= Chuck Crate =

Canadian fascist leader, artist, and lexicographer

Charles Brandle Crate (January 26, 1915 – March 7, 1992) was a Canadian fascist who was the leader of the Canadian Union of Fascists.

== Fascist politics ==
Crate became leader of the Canadian Union of Fascists while a student at York Memorial Collegiate Institute, in a working class suburb of Toronto. He had contacted the British Union of Fascists, who put him in touch with BUF supporters in Canada organised in the Winnipeg-based CUF. Crate became editor of the party's newspaper, Thunderbolt and soon became leader.
By 1936, the CUF claimed a membership of 8,000 people and The Globe newspaper described the then 21-year-old Crate as "Canada's No. 1 Fascist".

The party was banned on June 4, 1940, under the Defence of Canada Regulations but Crate avoided internment by signing a declaration severing his connections with the CUF. However, by 1942, Crate had moved to Winnipeg and was editing The Thunderbolt there, blaming the conditions of the time on Jews, the Roman Catholic Church and the Masonic Order.

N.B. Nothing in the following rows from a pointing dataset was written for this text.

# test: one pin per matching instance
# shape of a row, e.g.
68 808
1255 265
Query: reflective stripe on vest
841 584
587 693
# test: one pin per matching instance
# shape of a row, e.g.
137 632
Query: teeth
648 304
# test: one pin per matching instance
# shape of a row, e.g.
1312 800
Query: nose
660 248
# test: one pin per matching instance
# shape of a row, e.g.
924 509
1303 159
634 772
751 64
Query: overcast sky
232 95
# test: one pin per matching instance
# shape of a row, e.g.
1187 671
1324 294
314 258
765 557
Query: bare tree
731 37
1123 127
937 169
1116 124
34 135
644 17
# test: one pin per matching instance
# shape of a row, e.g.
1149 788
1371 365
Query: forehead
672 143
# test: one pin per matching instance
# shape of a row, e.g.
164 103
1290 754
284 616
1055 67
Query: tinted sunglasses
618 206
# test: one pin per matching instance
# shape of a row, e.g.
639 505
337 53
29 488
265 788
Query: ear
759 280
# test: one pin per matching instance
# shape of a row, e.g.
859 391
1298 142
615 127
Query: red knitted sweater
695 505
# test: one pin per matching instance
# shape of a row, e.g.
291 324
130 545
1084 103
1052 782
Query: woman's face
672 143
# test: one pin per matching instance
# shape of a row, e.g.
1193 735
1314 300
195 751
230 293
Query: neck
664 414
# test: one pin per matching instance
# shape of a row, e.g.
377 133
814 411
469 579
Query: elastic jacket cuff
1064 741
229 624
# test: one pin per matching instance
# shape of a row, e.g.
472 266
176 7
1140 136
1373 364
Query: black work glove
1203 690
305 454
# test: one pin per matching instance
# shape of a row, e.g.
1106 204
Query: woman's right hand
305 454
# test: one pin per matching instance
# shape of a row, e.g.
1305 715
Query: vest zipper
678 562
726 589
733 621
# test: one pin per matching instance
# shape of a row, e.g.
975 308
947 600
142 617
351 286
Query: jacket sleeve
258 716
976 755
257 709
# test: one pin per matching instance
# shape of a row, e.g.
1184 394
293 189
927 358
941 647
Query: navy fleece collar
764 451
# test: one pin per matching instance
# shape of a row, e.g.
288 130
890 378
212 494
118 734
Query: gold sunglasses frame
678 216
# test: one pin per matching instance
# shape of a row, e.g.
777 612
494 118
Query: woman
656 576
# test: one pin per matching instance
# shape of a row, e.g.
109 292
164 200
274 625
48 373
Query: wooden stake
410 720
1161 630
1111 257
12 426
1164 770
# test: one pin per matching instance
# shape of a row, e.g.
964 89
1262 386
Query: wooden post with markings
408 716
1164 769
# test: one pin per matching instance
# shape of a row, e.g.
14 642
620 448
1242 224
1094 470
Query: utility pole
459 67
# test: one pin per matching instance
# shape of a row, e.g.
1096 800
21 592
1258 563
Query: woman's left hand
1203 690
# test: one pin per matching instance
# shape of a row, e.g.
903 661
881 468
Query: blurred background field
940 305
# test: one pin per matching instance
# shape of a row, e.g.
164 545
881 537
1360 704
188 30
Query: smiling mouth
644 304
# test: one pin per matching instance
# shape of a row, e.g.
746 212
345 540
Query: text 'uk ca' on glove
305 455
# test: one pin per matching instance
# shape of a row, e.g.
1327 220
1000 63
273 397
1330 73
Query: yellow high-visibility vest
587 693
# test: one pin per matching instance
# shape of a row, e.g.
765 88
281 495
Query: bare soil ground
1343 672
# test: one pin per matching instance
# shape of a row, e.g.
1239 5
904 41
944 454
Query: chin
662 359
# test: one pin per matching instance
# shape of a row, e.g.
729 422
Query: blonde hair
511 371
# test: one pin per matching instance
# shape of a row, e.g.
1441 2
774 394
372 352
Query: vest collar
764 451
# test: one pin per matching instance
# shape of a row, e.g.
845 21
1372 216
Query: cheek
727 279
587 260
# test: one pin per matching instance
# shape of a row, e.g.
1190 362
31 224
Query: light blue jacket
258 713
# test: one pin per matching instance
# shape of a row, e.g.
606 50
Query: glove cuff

In response to a question in the Canadian House of Commons by MP Dorise Nielsen, Minister of Justice Louis St. Laurent told parliament on June 30, 1943, that Crate had signed a declaration at the beginning of World War II severing his connections of the Canadian Union of Fascists. He was arrested in Edmonton, Alberta on June 21, 1943, and charged with advocating the policies of an illegal organization, namely the Canadian Union of Fascists. Nielsen also expressed concerns that Crate had been given a permit to join the construction crew of the Alaska Highway, a crucial wartime project.